Using bbcp to make disk to disk copy of an uncached 60MByte Objectivity file to /de/null, with 40 streams and an 8KByte window, I was able to achieve just over 11Mbits/s. I then ran bbcp memory to memory for about an hour and the throughput in the MRTG plot went up to about 14-15 Mbits/s, at this time bbcp was reporting throughput of about 1183KB/s or 9.46 Mbits/s. Possibly bbcp was adding its traffic to another application which was for some reason constrained to transmit about 5-6 Mbits/s.
I then ran iperf for 20 seconds with 40 streams and a window size of 8Kbytes, and measured a throughput of about 15-16 Mbits/s. I repeated this with 2 separate iperf clients each with 40 streams and an 8KByte window. the aggregate throughput was again about 15-16 Mbits/s. So doubling the number of streams from 40 to 80 had little effect. In order to see the effect on the MRTG plot I then ran iperf for 30 minutes with 40 streams and an 8Kbyte window. The maximum throughput recorded by MRTG was about 22.7Mbits/s, and iperf recorded an average throughput of about 17 Mbits/s. Below is seen the MRTG plot showing the impact of the bbcp measurement from 3-4 am, and the iperf measurement just after 6am.

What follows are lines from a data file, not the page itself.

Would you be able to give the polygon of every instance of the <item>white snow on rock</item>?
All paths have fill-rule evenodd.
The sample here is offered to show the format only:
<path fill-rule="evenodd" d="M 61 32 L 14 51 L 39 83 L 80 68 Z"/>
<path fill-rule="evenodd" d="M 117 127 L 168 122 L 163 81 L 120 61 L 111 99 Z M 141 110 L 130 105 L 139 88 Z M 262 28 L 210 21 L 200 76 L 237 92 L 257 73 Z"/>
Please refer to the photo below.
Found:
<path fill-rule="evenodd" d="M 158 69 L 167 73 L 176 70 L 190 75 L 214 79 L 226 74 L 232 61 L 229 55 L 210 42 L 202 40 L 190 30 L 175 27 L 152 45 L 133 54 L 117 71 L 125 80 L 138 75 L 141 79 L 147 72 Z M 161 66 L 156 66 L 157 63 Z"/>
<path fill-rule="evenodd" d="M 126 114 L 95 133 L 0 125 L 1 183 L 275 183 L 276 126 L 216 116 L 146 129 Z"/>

The datamove33 window sizes are:
ndd /dev/tcp tcp_max_buf = 1048576 ;ndd /dev/tcp tcp_cwnd_max = 1048576 ;ndd /dev/tcp tcp_xmit_hiwat = 16384 ;ndd /dev/tcp tcp_recv_hiwat = 24576
and for ccbs2sno4 (= ccbbsn04, apart from how routing is done) are:
ndd /dev/tcp tcp_max_buf = 4194304 ;ndd /dev/tcp tcp_cwnd_max = 2097152 ;ndd /dev/tcp tcp_xmit_hiwat = 65536 ;ndd /dev/tcp tcp_recv_hiwat = 65536
Thus my conclusion is that if there is an application generating the 5-6 Mbits/s background traffic, then it's throughput is limted by something other than the network in this case. Possibly it does not have enough streams. If the optimum number of streams was deduced from measurements made earlier (e.g. before or around January 8 '02) and the behavior of throughput with streams and windows changed so streams are now much more effective than windows, then this would account for today's poor performance. I do not currently have a hypothesis for why the throughput behavior with streams and windows should have changed. Also note that the above only explains the poor performance of the application that started around midday on Wednesday February 20th French time. It does not explain the apparent rate limiting around 20-22 Mbits/s that was initially reported.

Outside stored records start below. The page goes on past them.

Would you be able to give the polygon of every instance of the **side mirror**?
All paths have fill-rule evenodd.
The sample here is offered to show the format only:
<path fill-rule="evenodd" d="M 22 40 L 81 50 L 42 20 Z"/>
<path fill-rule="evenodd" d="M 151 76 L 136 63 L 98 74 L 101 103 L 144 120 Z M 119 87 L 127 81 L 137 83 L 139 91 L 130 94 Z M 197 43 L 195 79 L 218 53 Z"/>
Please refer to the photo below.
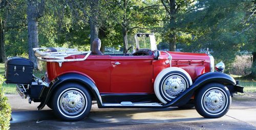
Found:
<path fill-rule="evenodd" d="M 215 69 L 218 72 L 223 73 L 224 70 L 225 70 L 225 64 L 222 62 L 222 61 L 217 63 L 215 66 Z"/>
<path fill-rule="evenodd" d="M 159 51 L 156 50 L 154 53 L 154 59 L 155 60 L 159 59 L 159 56 L 161 55 L 161 53 Z"/>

Though I doubt it will make much difference I also recommend that the SLAC Unix administrators increase the window size on datamove33 to be the same as for IN2P3.

Email from Dominique Boutigny Feb 23 '02:

I think that we are using 10 streams and the default bbftp window size, so we have room for improvment.
But the point here is that _in_the_same_conditions_ the transfer rate dropped from 20 Mbit/s to ~5 Mbit/s, the fact that you are able to get 11 with bbcp and optimized parameters clearly shows that the problem is _not_ due to rate policing somewhere.
I remember that last time we got the same kind of troughput drop, it was due to something queuing the packets on the ESNET side instead of dropping them (sorry if I am not using the right terminology !!! ) Could it be the same problem here ?
To summarize, we have probably 2 problems here: - The first one is the limitation to 20 Mbit/s that ESNET is interpreting as a rate policing on the RENATER side.
- The second one is the limitation from 20 to 5 Mbit/s for an unkown reason.

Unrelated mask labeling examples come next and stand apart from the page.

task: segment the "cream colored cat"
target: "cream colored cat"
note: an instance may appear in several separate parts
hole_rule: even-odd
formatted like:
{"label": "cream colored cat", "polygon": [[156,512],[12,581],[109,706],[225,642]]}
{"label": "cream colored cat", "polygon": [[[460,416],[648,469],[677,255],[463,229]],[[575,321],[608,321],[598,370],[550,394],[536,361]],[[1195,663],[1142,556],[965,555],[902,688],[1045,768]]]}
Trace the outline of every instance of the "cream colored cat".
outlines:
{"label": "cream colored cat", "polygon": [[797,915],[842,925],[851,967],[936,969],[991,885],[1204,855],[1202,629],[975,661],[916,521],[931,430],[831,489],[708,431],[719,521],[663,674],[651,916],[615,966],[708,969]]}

Would it be possible to have the e-mail of a RENATER responsible person to put him in the loop ? I have added Denis Linglin and Francois Etienne in the recipient list, I hope that escalating this problem in the French side will help.

Email from Les Cottrell February 23 '02:

It is possible, maybe even likely, that something has changed that has resulted in requiring a different set streams and window for optimal throughput. It would be extremely interesting to identify what caused that. The previous queuing problem you refer to, resulted in RTTs of many hundreds of msec. The RTTs at the moment are min/avg/max (for 208 pings from datamove 33 to ccb2sn04) are 149/150/264 msec, which is pretty close to the optimal. On the other hand I do not have a record of the RTT on Jan 8 '02 (I have it from pharlap to ccbbsn04 but that is on the CERN route) so maybe there was more queuing and RTT then. I do have a record of pings from pharlap to ccb2sn04 (a route that avoids CERN) on February 1 '02 and that shows for 10 pings min/avg/max 170/170/171 msec, so maybe the buffering has been reduced. The routes on Feb 1 were identical to those seen today.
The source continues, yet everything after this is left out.